His name is David Helfgott, he's famous in Australia as a concert pianist, and ""Shine,'' which is based on true events, tells his remarkable story. The movies have always been fond of tales of real people overcoming adversity, but with notable exceptions, such as ""My Left Foot,'' they often come out mawkish and banal. Director Scott Hicks's movie, which was received with a standing ovation at the Sundance Film Festival last January, has a lot of advance hype to live up to. A great film? Perhaps not. But a rousing, stylish and extremely well-acted one that, thanks to its vividly unconventional protagonist, pumps fresh blood into a conventional formula.

As a child in Adelaide, Helfgott (first played by 7-year-old Alex Rafalowicz) is pushed hard to perform by his father, Peter (Armin Mueller-Stahl), a Polish Jewish refugee who lost his own mother and father in the Holocaust. As David matures into a teenage prodigy (the gifted Noah Taylor), his domineering father's love turns harsh and suffocating: he forbids his son to study in America, for fear of losing him. Mueller-Stahl's portrayal of this authoritarian father is masterful--he's an ogre whose demons are fully understandable. David finally rebels, but at a terrible psychic cost. He flees with a scholarship to the Royal College of Music in London, where his talent is unleashed by his professor (John Gielgud, in fine form) but where this obsessive, guilt-ridden boy's grasp on reality begins to unwind. In the midst of a performance of the Rachmaninoff Third, he collapses in a nervous breakdown.

The David we first saw in that wine bar--the hyper, jabbering David who returned to Australia, went through various institutions and didn't touch a piano for years (his doctors feared it would over- excite him)--is played by a riveting Australian stage actor named Geoffrey Rush.
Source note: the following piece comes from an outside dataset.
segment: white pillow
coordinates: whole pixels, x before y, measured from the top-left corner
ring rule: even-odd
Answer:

He makes this eccentric figure fascinating without ever pleading for our sympathy. It's a bravura performance. ""Shine'' shows how this grown-up David makes his gradual way back to the concert stage, with the help of a Sydney astrologer (Lynn Redgrave) who first befriends and then marries him. It is a most unlikely (though true) love story, but one that Jan Sardi's otherwise estimable script renders far too sketchily. We believe it because it happened, not because the movie makes it fully believable.

Hicks clearly feels this story deeply and, with the aid of cinematographer Geoffrey Simpson (""Little Women''), tells it in bold, striking images. As befits the subject, with his taste for the romantic repertoire, ""Shine'' is not afraid of stirring up big emotions. It earns them honorably.